Under aerobic growth photosynthesis is genetically suppressed and R. rubrum is then colorless. After the exhaustion of oxygen, R. rubrum immediately starts the production of photosynthesis apparatus including membrane proteins, bacteriochlorophylls and carotenoids, i.e. the bacterium becomes photosynthesis active. The repression mechanism for the photosynthesis is poorly understood. The photosynthesis of R. rubrum differs from that of plants as it possesses not chlorophyll a, but bacteriochlorophylls. While bacteriochlorophyll can absorb light up to a maximum wavelength of 800 to 925 nm, chlorophyll absorbs light having a maximum wavelength of 660 to 680 nm. R. rubrum is a spiral-shaped bacterium (spirillum, plural form: spirilla).

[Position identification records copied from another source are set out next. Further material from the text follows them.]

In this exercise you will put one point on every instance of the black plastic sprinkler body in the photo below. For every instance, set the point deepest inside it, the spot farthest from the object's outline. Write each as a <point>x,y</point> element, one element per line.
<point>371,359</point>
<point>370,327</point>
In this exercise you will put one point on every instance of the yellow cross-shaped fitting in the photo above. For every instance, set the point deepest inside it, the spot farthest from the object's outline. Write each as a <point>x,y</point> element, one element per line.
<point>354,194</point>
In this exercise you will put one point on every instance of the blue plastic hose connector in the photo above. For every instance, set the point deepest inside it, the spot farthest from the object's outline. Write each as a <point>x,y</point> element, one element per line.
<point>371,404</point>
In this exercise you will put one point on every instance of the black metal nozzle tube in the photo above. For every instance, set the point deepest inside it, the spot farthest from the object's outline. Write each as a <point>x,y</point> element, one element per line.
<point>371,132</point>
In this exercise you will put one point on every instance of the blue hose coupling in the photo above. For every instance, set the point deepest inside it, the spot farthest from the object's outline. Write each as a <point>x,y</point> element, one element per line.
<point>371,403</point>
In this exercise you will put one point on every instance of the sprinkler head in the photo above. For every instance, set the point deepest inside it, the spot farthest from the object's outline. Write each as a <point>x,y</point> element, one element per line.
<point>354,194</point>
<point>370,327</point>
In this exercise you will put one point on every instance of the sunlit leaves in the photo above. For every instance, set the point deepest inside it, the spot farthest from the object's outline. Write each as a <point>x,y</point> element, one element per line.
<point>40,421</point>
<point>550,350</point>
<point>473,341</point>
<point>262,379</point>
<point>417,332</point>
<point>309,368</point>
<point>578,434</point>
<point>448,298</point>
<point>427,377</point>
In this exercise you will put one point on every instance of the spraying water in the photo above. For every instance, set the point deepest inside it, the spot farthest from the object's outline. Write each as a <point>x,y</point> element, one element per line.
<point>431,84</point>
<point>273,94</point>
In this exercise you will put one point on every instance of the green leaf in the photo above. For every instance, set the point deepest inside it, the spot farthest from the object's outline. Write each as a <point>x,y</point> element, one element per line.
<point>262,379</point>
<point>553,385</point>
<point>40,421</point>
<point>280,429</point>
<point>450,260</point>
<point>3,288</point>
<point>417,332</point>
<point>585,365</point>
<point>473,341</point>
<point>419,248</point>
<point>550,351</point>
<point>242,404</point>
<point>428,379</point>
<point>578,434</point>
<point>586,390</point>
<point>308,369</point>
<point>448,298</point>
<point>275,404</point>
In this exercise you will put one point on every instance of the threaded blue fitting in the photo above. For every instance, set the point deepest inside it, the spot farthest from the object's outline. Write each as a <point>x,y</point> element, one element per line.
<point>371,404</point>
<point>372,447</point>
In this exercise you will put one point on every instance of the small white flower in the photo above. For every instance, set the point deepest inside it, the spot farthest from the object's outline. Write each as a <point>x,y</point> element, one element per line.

R. rubrum is also a nitrogen fixing bacterium, i.e., it can express and regulate nitrogenase, a protein complex that can catalyse the conversion of atmospheric dinitrogen into ammonia. When the bacteria are exposed to ammonia, darkness, and phenazine methosulfate, nitrogen fixation stops. Due to this important property, R. rubrum has been the test subject of many different groups, so as to understand the complex regulatory schemes required for this reaction to occur. It was in R. rubrum that, for the first time, post-translational regulation of nitrogenase was demonstrated. Nitrogenase is modified by an ADP-ribosylation in the arginine residue 101 (Arg101) in response to the so-called "switch-off" effectors - glutamine or ammonia - and darkness.

R. rubrum has several potential uses in biotechnology:
- Quantitative accumulation of PHB (polyhydroxybutyrate) precursors in the cell for the production of bioplastic.
- Production of biological hydrogen fuel.
- Model system for studying the conversion from light energy to chemical energy and regulatory pathways of the nitrogen fixation system.